Como si lo anterior fuera poco, una sentencia de la Corte Constitucional conceptuó a mediados del año pasado que no deberían existir diferencias entre los POS. En su determinación, el alto tribunal le dio al Gobierno -cuya incapacidad para tomar correctivos ha sido notoria- un tiempo prudencial para poner en orden las cosas y tomar decisiones orientadas a que fueran identificados los tratamientos y procedimientos cubiertos.

Lamentablemente, la incertidumbre que creó la nueva jurisprudencia permitió el agravamiento de situaciones que venían de atrás.

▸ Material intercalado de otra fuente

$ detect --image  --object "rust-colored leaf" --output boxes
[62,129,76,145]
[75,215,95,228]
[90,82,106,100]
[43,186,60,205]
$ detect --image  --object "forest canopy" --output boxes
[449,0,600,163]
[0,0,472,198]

El caso más evidente fue el de las tutelas, un mecanismo legal usado por los ciudadanos para obtener servicios no contemplados en el POS. Además, los recobros al fondo de solidaridad del sector también subieron, ante la relajación de los criterios que le abrieron un boquete a la corrupción. Debido a ello, mientras en el 2006 se pagaron 304.141 millones de pesos por procedimientos no establecidos, dicha suma llegó a casi 1,3 billones en el 2008 y todo indica que la proyección de 1,7 billones hecha para el presente año será superada con creces.

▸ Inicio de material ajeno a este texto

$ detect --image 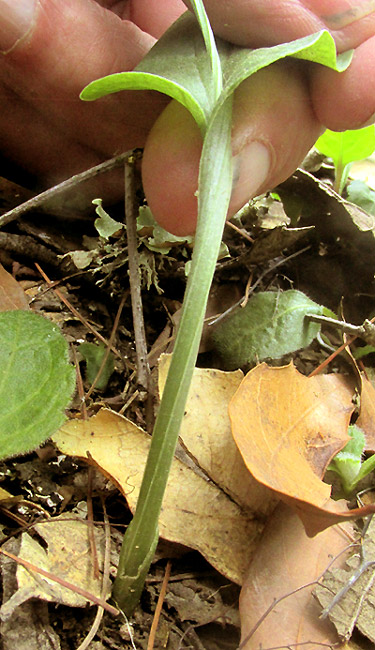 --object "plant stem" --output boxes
[113,99,232,615]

Ese disparo en los pagos no solamente implica la quiebra del sistema, sino el robo descarado de los recursos públicos por cuenta de verdaderas cadenas del crimen en las que participan médicos, jueces, abogados y entidades venales. Los ejemplos de abusos incluyen cirugías plásticas, métodos para retardar el envejecimiento o el uso en aumento de la equinoterapia, y muestran que la Emergencia Social está más que justificada. Pero esta debe orientarse a corregir de un tajo los excesos y garantizar la viabilidad financiera de la salud y no a aplicar paños de agua tibia. Lo que se necesita, entonces, es una cirugía mayor en la que primen los criterios técnicos sobre los políticos y no acaben pagando justos por pecadores.